Today is día 5. Today I arrived at the house at about 6:15–truly a record. For the first time, I am not half asleep while writing this. I even feel a little self-conscious.

bueno. día 3, miércoles. we met very early, at 8:15 at the Starbucks en el Parque Central de Miraflores. I was late, so I practically ran, which was not great news because I wasn’t sure of the way but I got there panting and realized that I was not the latest. Cultural lesson: when they say that in Latin America, time is more fluid, they mean that in Latin America, time is more fluid. Anyways, after that we went to the US embassy, and basically had a round table discussion/info session with some of the foreign service workers at the embassy, including the Deputy Ambassador guy (something high level and important–he showed me where the bathroom was), and lots of other high profile sounding people. It was actually extremely interesting–I learned a lot about US foreign policy and some of my preconceived notions of foreign policy were reinforced–but anyhow, the thing lasted about 2-3 hours. The Peruvian embassy is gargantuan–the building is fortress-like and extremely intimidating, and about 1000 people work inside (700 of which are Peruvians), it is one of the biggest embassies in the area. The most interesting discrepancy between Peruvian perspectives on Peru’s problems and American perspectives on Peru’s problems was that the US overall approves of Alan Garcia because of similar economic ideology (ie free trade, trade with the US) whereas most Peruvians disapprove of Garcia. Also, it seems like Peru is one of US’s strongest allies in Latin America, and it is one of the fastest growing (if not the fastest growing) economies in Latin America, but it is also home of the worst education, and most gaping inequalities. Hmm. We also heard from the department of narcotics on eradication of coca production (Peru is the second largest exporter/producer or something of cocaine), from USAID, PeaceCorps, and stuff like that. Anyways, it was far too long, one guy from this department would talk, take questions, then another guy from some other department would talk, and take questions, and on and on and on and in the beginning it was extremely interesting, but by the second hour I was tired, thirsty, and needed to pee like a racehorse. Of course, by the end of this, I also had forgotten Spanish completamente, because we were on US soil, and all the people we talked to were estadounidenses. Bueno.

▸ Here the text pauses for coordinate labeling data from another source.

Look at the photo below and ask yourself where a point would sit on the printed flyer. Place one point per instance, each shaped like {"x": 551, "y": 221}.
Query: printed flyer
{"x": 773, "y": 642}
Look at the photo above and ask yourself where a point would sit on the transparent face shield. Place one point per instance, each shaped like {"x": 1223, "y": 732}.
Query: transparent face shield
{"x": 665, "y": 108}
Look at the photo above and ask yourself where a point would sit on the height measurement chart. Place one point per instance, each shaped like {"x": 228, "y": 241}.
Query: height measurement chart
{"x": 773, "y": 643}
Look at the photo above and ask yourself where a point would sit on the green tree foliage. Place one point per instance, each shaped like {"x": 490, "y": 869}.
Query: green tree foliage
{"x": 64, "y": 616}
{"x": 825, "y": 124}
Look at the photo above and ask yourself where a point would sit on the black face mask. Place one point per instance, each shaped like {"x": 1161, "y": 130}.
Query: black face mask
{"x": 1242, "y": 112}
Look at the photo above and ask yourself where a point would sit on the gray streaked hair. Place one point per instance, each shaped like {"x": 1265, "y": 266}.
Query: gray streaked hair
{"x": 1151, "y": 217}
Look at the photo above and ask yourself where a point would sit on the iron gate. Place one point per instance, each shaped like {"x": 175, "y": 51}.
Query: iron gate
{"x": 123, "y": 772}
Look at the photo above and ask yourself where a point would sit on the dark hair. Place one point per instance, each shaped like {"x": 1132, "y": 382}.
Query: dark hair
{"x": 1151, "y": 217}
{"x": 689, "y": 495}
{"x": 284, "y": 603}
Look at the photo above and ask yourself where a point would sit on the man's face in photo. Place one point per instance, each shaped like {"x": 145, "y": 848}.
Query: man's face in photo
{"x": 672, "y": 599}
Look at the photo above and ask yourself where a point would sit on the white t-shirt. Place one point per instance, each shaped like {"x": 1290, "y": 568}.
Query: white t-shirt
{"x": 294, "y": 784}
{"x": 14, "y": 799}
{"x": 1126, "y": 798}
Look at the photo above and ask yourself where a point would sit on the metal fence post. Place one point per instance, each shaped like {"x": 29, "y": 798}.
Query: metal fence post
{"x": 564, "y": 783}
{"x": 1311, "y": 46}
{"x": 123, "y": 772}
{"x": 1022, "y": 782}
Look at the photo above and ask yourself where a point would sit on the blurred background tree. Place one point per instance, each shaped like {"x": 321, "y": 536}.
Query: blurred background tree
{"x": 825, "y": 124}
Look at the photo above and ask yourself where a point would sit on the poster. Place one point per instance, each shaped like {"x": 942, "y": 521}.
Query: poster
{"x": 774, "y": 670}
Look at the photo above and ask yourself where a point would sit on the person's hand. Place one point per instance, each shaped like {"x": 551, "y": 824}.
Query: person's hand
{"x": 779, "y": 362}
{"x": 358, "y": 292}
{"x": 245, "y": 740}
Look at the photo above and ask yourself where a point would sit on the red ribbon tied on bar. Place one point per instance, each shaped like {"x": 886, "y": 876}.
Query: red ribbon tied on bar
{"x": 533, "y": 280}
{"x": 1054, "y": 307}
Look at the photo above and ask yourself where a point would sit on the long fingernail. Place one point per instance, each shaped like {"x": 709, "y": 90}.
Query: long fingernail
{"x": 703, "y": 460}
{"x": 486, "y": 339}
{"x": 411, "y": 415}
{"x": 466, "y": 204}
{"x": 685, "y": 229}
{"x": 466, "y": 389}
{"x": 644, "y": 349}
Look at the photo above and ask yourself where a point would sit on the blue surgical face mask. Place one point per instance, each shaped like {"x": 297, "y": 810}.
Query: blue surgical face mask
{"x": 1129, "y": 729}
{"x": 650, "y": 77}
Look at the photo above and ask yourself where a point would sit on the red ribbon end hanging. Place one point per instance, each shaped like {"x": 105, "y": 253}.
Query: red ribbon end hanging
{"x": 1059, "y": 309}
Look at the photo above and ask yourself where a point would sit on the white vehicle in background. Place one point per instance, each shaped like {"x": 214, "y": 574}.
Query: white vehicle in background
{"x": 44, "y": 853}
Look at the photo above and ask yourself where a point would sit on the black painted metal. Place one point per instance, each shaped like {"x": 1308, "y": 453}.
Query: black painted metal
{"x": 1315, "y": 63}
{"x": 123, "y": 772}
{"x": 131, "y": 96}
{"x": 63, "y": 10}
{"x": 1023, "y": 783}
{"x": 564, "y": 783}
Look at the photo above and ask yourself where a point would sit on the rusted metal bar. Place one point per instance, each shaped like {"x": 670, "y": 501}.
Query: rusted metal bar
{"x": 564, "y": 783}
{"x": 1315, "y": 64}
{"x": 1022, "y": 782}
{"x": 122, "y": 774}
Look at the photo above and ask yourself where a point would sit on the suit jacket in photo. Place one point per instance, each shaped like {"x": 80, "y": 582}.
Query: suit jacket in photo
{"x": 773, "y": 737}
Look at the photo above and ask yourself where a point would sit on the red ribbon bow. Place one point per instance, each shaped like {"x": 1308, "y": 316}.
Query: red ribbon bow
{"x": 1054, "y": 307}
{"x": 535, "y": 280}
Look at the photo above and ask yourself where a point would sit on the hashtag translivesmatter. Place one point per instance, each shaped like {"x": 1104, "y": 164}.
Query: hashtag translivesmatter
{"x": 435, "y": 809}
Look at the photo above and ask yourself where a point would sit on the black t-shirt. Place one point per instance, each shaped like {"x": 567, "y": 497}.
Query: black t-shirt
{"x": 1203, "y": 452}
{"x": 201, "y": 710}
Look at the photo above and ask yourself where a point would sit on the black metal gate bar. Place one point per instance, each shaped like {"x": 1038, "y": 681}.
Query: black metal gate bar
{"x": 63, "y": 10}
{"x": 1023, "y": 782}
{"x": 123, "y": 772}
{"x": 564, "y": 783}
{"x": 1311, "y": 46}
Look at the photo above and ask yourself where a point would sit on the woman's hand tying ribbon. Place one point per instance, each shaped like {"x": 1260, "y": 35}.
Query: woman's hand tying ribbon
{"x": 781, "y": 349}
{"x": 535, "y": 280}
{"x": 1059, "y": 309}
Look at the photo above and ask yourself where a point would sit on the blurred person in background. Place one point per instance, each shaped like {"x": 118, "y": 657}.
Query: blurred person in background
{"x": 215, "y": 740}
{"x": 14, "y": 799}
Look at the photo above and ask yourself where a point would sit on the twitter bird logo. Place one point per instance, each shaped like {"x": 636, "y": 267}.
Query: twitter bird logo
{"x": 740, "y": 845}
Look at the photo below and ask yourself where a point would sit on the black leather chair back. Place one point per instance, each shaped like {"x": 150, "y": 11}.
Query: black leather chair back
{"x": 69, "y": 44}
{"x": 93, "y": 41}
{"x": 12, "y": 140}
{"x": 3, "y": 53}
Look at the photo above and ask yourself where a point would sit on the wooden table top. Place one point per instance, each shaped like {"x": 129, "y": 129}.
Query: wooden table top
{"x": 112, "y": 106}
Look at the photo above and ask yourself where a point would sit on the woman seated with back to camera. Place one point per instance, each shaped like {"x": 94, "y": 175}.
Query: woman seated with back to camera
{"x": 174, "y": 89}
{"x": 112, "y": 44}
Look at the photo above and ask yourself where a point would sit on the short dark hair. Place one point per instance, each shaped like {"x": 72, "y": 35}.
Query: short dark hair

After this lovely little chat we went to Barranco, the bohemia of Lima, where all the artists are and whatnot. I went in Patricia’s car, which was lovely and filled with laughter, except that I thought I was going to die about half the time and throw up the other half, because I was in bitch seat with no seat belt, and Patricia drives LOCAMENTE. Traffic in Lima is terrible, and we nearly ran over about 10 people, and to top it all off, once in a while, Patricia would take her hands off of the wheel (while driving, of course) to enhance our conversation with hand gestures. A los latinos les gusta hablar con las manos. Anyways. Barranco, and it was very pretty–que lindo–we saw the sea and some nice yellow buildings, and had lunch at a cheap little place, where I ate lomo saltado, which is a famous peruvian dish of beef, onions and french fries, and it was very yummy except that the beef was really chewy, like bubble gum, but the entire meal only cost 7 soles, which is about 3 dollars, so I thought it was okay.

After that we went to the Universidad del Pacifico and had a presentation about Villa El Salvador from a company called Inti-Quilla, which we were going to visit the next day. Then, we had a round table discussion with some Peruvian students about Peruvian politics, economics, and “development” and whatnot, which was kind of cool, I guess, but I really would rather have talked about normal life. Also it was kind of annoying because we had talked so much about that shit already, it was like–I get the point, Peru is a developing country, full of inequality, and development needs to be sustainable and whatnot. But really. I don’t want to go somewhere looking for poverty in all corners, and return home smiling on one side and shaking my head in pity on the other–I’d rather just see what I see. And of course, I am rather pessimistic in general about “development,” and it was difficult to communicate this in Spanish, which was also frustrating.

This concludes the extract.